Perhaps the greatest opportunity area for AVs is the elevation and reconnection of outer-ring neighborhoods. These areas of cities are not quite suburban or urban in character, and they typically do not have convenient access to public transportation. Ride sharing has allowed many of these neighborhoods to become more accessible, thereby increasing their desirability. AV integration could amplify this trend.
Shared AVs have the potential to transform car spaces into people spaces in these outer-ring neighborhoods. It helps that in many outer-ring neighborhoods, developers are already building five- or six-story buildings. These building types are ripe for gradual evolution, as the steel-framed ground floor can serve as a parking garage entry if the building’s use turns to above-ground parking, or perhaps retail or pick-up/drop-off zones down the road.

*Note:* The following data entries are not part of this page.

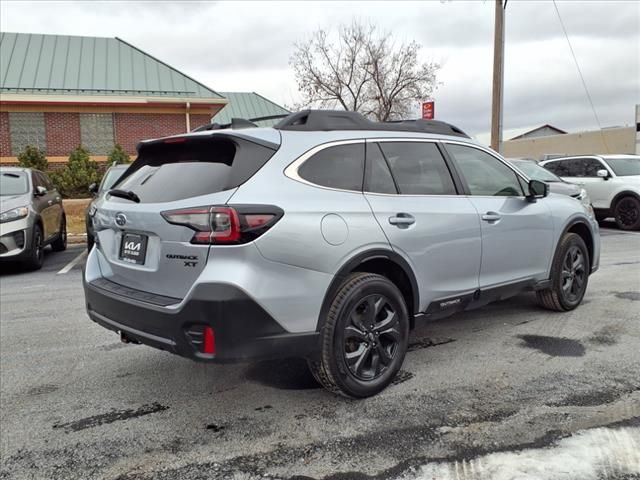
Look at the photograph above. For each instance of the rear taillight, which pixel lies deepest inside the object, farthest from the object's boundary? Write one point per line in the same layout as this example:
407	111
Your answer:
225	224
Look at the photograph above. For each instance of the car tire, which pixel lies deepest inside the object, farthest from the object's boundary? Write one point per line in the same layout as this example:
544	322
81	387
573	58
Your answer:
626	213
364	339
569	275
60	243
36	255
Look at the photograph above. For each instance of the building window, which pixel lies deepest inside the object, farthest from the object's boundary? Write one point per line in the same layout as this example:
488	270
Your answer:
27	128
96	132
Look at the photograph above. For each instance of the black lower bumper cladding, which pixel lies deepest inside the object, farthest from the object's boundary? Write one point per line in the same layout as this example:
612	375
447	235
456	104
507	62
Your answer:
243	329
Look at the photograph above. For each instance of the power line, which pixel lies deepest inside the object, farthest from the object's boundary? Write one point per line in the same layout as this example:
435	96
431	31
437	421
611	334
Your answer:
584	84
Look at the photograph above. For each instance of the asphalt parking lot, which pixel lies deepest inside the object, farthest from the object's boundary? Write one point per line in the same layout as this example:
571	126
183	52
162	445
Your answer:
77	403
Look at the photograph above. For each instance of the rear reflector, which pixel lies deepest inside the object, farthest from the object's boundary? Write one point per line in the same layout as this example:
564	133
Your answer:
209	345
175	140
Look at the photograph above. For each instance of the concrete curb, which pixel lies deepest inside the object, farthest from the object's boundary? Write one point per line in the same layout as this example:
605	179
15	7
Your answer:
77	238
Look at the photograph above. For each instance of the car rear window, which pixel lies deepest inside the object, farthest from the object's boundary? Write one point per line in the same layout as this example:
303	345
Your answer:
182	168
13	184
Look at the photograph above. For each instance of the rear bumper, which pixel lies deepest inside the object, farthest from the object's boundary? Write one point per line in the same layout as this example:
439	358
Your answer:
243	330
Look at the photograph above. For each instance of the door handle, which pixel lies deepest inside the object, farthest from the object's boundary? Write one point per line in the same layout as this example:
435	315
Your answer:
402	220
491	217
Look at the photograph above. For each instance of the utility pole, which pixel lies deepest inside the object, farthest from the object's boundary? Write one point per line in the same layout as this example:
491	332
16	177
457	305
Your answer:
498	77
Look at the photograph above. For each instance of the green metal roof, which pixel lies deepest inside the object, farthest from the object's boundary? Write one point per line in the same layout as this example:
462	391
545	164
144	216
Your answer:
248	105
66	65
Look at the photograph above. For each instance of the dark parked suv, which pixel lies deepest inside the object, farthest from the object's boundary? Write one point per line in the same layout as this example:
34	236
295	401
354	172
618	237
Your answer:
31	216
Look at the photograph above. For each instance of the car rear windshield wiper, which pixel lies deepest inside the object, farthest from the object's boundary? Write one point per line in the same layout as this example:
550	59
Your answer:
126	194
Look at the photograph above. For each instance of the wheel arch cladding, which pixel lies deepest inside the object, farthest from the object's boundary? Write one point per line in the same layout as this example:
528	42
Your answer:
382	262
580	228
620	195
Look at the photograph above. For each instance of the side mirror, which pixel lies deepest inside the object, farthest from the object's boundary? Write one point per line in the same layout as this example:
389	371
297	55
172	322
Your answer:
537	189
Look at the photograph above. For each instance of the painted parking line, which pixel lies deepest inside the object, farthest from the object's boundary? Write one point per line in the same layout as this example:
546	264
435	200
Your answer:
73	262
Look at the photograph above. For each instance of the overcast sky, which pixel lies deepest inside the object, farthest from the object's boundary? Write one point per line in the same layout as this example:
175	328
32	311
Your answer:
245	46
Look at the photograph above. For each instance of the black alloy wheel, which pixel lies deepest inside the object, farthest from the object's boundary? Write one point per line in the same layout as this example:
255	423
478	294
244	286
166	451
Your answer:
371	337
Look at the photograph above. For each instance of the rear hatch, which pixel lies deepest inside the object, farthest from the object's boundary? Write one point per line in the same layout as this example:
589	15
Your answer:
140	248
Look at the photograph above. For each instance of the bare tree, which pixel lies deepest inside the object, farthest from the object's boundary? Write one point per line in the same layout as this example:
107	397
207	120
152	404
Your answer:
364	72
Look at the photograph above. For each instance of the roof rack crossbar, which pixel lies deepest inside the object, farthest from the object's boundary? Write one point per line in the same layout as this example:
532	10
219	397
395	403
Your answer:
326	120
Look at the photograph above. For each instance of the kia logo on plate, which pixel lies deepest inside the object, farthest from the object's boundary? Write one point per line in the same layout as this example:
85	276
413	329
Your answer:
121	219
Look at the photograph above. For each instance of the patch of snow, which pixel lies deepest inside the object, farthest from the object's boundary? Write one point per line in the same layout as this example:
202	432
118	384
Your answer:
596	454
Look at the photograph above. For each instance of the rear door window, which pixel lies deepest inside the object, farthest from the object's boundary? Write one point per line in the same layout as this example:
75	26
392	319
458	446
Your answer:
341	166
176	169
484	174
418	168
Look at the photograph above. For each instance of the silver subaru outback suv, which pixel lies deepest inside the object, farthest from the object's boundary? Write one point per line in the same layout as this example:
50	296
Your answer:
324	237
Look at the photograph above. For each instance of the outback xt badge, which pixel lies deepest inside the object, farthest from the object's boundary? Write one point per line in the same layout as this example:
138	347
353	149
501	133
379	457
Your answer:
189	260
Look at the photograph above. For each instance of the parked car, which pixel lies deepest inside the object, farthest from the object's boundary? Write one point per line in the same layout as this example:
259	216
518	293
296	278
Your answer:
612	182
556	184
31	216
110	177
325	237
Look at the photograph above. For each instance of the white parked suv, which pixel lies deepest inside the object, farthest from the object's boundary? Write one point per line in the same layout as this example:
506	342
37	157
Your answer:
612	182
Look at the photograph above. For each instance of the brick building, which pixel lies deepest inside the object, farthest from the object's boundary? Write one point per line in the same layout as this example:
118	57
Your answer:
57	92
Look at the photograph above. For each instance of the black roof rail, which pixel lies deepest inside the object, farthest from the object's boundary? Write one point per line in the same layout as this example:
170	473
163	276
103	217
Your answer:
327	120
238	123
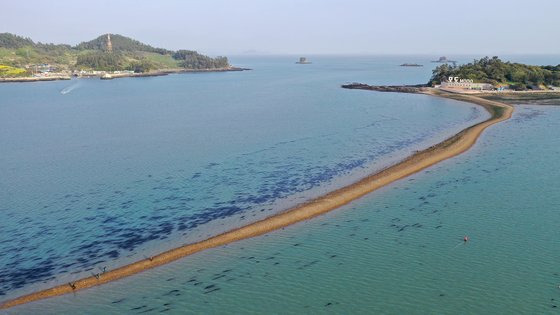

Surface parking in these neighborhoods could transition to green space or other community amenities that only improve the character of these areas. Many cities are already converting parking spaces into delightful and unexpected parklets — a concept that can serve as an inspiration for new types of green spaces in both urban and suburban areas should AVs free up space once dedicated to personal vehicles.
For example, in June, parking lots next to the unused RFK Stadium in Washington, D.C., reopened as The Fields at RFK Campus. It has three soccer fields, an outdoor events venue and a playground.
Development in outer-ring neighborhoods often needs dedicated space for surface or structured parking to address market demands or meet parking requirements. While building parking structures in a way that facilitates conversion to leasable space is one strategy to provide flexibility, conversion will likely be expensive and offer limited configurations. A complementary strategy would be to anticipate the growing demand for shared and micromobility options while minimizing the amount of structured parking. Many cities, eager to reduce reliance on cars, have introduced Transit Demand Management programs. These provide incentives or exemptions in exchange for amenities that support multimodal transportation and discourage car ownership.
Rather than wait for cities to build these amenities in the public realm, developers could benefit by integrating amenities or ground-floor configurations that encourage and accommodate ride-sharing and, eventually, AVs. Just as having a high walk score can be a way to attract tenants, proximity to a mobility hub that provides easy access to bike shares, scooters, ridesharing and fleets of AVs could be a desirable amenity one day.
The question of how and when AVs will be integrated into our cities and lifestyles is uncertain. Will autonomous cars contribute to an urban dystopia of long-distance commutes through sprawling cities, or a sustainable future where convenient and affordable mobility contributes to the vitality and economic success of cities?
The reality is likely to be somewhere in between, but it will take a collaborative, forward-looking approach between municipalities, developers, urban planners, designers, entrepreneurs and engineers to harness the potential benefits of AVs over time. Developers and investors who take a proactive approach, working with cities to develop new products that respond to new types of mobility, have much to gain as early adopters.
Elizabeth von Goeler is a principal at design firm Sasaki, and Alykhan Mohamed is an associate.